An interincisal contact was found in 53.3% (at T2) and 46.6% (at T3) of the patients, respectively. However, only 40% of the patients had a completely successful treatment with interincisal contact and normal OJ and OB.
Considering the skeletal parameters, before active orthodontic treatment, 80% of the subjects had a hyperdivergent (>38°) vertical jaw base relationship with an average mandibular plane angle (ML/NSL) of 43.6°. During the retention period (T2-T3), the ML/NSL increased in 40% of the subjects. Half of these patients exhibited a stable OB, 33.3% were borderline, and 1 had a negative OB (16.7%). The interjawbase angle (ML/NL) first decreased during active treatment (T1-T2) from 35.5° to 31.8°, but increased slightly to 32.9° thereafter.

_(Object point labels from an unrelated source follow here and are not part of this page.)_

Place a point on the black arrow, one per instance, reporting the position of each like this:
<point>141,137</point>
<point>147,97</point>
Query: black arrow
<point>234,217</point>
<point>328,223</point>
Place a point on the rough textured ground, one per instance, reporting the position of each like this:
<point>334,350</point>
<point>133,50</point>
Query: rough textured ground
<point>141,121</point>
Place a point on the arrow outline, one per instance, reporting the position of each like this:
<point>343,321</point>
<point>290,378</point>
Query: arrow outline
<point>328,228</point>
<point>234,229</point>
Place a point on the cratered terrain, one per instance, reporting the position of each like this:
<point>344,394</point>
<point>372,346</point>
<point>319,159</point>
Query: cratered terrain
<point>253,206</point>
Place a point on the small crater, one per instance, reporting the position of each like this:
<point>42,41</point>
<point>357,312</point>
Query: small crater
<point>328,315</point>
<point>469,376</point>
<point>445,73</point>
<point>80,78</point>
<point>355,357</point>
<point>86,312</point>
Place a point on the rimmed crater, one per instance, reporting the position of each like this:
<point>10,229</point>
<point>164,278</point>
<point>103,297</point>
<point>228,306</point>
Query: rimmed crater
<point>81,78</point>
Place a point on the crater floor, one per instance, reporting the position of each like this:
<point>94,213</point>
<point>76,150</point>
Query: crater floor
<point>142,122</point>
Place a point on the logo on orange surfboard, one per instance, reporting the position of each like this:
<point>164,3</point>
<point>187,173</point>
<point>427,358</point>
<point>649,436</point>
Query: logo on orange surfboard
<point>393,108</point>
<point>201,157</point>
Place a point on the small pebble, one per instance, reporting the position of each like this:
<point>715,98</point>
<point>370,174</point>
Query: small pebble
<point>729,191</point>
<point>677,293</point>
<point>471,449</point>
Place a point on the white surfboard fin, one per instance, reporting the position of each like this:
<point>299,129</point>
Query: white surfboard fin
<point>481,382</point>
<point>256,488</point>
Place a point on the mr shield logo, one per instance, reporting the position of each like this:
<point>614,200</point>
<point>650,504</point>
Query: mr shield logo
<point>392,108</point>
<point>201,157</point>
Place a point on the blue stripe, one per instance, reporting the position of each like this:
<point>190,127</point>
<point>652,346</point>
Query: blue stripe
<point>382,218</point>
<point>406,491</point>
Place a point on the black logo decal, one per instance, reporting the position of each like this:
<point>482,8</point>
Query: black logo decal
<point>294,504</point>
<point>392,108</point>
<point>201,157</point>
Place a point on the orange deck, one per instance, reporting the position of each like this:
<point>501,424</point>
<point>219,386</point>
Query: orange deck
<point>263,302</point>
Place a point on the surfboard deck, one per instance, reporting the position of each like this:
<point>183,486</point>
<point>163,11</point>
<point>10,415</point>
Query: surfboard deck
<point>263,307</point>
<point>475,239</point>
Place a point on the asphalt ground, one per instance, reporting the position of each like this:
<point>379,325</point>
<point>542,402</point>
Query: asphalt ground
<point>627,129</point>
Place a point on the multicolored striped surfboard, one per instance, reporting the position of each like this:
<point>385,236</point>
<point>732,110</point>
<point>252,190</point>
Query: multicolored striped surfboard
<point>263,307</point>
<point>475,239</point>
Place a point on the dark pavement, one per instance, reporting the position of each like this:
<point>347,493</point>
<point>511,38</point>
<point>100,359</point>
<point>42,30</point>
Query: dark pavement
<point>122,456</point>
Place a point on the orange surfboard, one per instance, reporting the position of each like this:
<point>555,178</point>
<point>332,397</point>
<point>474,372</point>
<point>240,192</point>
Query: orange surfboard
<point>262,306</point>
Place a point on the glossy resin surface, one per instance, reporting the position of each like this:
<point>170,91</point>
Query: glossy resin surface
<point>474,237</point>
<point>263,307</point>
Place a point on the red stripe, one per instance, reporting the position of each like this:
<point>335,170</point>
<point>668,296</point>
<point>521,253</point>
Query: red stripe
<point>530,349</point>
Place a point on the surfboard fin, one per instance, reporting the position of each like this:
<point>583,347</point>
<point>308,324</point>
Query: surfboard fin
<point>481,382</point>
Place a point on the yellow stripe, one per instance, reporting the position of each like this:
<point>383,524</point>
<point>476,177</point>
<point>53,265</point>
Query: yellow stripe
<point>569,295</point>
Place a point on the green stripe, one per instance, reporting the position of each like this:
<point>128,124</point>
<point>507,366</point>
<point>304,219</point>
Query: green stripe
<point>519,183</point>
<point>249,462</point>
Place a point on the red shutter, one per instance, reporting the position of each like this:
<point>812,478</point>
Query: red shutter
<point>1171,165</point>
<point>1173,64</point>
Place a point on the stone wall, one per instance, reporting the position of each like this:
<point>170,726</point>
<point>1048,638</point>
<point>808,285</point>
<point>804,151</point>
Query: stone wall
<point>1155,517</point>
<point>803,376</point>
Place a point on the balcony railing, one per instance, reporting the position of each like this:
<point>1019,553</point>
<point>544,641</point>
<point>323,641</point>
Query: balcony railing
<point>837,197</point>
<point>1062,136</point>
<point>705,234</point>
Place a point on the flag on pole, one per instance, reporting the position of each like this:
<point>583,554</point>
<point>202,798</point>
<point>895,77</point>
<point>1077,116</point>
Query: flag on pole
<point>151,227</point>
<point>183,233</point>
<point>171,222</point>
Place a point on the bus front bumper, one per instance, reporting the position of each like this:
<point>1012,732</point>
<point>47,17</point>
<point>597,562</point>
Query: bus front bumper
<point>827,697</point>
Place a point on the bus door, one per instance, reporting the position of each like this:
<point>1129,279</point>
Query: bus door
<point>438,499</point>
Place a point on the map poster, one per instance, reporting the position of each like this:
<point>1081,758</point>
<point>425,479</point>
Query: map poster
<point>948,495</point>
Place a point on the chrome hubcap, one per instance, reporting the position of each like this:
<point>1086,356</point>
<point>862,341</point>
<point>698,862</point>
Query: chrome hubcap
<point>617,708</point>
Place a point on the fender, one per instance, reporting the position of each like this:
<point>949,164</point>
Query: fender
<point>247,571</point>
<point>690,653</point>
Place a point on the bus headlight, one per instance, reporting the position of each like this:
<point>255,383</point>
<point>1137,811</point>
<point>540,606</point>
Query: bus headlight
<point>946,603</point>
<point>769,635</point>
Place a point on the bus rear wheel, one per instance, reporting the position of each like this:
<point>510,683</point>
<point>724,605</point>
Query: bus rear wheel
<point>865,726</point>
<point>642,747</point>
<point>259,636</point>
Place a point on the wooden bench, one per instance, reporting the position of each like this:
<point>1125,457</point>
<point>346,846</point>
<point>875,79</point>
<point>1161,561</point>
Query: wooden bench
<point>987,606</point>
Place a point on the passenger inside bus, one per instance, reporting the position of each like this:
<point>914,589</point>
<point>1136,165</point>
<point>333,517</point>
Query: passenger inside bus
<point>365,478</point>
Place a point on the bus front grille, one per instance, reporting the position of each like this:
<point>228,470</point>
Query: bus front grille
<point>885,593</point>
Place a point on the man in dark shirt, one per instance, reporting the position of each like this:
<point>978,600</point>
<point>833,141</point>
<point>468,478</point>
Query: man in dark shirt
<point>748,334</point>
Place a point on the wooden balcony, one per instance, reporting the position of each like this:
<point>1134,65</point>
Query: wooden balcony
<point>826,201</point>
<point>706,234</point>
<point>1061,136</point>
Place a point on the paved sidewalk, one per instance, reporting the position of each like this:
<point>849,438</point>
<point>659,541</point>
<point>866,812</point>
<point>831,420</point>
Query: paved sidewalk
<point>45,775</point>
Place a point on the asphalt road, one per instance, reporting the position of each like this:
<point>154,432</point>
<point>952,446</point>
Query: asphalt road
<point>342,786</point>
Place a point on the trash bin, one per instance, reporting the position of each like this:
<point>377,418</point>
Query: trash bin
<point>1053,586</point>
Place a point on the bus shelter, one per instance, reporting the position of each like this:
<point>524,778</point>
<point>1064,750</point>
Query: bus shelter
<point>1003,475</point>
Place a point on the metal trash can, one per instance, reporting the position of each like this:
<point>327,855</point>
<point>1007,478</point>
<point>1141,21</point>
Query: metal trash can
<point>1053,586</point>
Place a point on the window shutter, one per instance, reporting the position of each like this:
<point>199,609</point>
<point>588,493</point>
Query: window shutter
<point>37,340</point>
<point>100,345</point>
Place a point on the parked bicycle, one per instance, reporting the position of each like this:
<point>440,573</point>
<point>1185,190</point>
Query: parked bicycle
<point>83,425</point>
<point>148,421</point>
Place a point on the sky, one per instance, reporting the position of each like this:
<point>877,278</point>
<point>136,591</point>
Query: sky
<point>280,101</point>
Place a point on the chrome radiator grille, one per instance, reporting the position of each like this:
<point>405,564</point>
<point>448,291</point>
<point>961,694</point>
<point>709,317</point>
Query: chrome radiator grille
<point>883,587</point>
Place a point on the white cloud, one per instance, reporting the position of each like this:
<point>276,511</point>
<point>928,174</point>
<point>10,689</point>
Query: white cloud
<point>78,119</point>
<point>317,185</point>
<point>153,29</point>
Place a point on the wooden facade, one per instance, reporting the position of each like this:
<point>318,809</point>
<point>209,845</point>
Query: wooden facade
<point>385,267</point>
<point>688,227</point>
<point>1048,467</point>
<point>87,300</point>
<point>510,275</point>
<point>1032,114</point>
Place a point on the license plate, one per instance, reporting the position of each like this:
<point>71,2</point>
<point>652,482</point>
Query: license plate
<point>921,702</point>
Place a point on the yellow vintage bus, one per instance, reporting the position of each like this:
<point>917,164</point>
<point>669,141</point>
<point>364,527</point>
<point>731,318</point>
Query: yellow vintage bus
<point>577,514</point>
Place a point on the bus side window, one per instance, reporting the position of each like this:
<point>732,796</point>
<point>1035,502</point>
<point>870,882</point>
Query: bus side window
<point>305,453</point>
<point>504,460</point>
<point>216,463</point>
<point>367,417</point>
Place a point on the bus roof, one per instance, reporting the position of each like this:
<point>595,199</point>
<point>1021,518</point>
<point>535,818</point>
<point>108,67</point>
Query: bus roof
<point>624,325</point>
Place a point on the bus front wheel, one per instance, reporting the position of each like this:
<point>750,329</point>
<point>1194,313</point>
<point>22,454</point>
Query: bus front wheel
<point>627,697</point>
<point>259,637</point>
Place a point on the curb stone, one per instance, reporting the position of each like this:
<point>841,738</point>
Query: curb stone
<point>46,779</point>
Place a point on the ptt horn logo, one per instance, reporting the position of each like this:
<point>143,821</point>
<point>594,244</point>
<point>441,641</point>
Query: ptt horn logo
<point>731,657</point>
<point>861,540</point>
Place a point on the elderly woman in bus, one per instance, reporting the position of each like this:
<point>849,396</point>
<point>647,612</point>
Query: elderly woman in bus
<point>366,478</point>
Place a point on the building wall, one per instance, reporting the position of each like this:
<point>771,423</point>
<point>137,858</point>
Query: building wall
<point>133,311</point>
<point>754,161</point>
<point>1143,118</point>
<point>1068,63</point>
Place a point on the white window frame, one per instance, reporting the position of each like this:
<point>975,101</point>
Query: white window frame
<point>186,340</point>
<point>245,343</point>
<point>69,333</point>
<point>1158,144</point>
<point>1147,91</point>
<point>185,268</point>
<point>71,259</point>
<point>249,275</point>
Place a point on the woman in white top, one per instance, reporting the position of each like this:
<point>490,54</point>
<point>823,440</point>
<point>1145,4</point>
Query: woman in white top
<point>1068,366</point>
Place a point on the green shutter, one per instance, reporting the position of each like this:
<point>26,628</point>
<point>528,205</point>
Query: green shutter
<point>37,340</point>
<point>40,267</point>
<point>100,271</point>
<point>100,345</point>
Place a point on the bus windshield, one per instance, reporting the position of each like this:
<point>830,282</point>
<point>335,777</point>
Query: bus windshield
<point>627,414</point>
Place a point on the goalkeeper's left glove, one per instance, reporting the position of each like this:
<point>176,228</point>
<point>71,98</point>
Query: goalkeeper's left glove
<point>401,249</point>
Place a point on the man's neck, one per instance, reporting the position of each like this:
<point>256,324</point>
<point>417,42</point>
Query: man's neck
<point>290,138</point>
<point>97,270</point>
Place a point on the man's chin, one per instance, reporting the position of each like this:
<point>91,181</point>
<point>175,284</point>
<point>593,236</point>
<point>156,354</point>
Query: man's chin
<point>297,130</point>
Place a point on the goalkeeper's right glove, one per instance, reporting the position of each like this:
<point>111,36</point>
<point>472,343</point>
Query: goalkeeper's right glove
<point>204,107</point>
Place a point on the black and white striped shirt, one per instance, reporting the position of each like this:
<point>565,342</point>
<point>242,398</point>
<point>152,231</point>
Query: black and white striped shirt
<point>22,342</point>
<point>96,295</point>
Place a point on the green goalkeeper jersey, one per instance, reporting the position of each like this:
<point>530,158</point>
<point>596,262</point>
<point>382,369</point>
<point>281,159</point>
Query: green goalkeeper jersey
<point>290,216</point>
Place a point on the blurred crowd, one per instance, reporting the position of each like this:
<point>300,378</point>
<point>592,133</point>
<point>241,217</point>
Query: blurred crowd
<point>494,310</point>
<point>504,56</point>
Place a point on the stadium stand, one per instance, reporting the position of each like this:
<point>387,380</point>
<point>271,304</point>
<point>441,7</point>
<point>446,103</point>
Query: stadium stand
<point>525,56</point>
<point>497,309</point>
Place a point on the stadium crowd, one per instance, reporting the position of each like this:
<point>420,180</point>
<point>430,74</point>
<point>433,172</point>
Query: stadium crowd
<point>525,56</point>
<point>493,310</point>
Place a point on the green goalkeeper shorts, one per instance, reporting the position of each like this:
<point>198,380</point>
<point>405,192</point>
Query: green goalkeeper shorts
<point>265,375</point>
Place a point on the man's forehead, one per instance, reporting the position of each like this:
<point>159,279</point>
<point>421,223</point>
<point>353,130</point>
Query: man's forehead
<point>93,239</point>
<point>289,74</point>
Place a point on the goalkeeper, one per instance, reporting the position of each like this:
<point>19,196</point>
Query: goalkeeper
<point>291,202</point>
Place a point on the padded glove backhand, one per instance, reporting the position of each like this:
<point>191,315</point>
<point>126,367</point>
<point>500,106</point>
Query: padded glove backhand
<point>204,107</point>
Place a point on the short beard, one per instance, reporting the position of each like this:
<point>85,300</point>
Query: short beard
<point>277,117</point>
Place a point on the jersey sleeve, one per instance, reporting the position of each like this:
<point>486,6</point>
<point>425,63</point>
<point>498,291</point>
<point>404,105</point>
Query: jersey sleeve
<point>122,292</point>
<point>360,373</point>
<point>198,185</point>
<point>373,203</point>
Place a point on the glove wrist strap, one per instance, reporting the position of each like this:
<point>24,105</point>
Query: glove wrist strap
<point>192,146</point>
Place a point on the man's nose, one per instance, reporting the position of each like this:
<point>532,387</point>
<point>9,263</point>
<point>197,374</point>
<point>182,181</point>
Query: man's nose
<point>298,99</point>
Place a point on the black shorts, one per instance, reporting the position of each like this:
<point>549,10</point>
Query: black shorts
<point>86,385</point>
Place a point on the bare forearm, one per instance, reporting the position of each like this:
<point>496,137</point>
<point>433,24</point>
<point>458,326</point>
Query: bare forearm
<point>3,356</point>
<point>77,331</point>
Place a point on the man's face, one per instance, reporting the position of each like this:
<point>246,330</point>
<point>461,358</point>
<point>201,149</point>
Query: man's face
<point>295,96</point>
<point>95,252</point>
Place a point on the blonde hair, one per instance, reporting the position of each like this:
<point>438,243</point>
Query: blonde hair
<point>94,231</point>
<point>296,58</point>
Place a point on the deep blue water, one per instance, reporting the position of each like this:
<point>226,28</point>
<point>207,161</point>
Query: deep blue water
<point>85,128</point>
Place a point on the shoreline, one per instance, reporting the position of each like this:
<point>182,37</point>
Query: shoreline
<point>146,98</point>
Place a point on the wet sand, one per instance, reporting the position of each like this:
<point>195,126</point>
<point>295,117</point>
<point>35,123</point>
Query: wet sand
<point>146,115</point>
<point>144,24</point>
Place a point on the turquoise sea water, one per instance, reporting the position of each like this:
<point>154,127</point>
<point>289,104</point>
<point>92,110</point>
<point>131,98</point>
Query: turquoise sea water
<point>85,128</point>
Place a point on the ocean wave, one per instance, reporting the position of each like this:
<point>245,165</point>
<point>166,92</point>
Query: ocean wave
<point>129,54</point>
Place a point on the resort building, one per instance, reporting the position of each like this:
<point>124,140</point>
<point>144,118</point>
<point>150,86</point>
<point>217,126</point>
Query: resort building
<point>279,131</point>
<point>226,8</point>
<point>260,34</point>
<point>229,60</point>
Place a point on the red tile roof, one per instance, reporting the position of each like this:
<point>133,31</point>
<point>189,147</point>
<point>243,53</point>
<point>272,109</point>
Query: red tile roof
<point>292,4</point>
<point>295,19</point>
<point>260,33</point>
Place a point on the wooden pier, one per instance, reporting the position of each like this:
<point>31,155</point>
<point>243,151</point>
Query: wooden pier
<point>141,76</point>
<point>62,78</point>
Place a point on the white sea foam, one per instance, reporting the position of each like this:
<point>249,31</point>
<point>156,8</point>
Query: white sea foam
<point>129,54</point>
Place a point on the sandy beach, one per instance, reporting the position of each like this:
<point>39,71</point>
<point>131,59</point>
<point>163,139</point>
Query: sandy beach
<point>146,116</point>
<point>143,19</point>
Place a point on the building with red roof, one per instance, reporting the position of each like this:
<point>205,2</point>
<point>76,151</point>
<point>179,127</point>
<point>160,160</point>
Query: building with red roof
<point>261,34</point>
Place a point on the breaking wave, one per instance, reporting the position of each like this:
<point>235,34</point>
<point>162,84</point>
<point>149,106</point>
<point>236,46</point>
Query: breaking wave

The maxillary plane angle (NL/NSL) was relatively stable, increasing from 8.3° to 11.1° (T1-T2) and decreasing to 10.2° (T3).
Patients with a borderline or relapsed OB after retention exhibited more proclined incisors than did those with a stable OB ( Fig 3 ). Correspondingly, the interincisal angle (IsL/IiL) at T3 was greatest in patients with a stable OB (140.8°) and smallest in those with OB relapse (84°).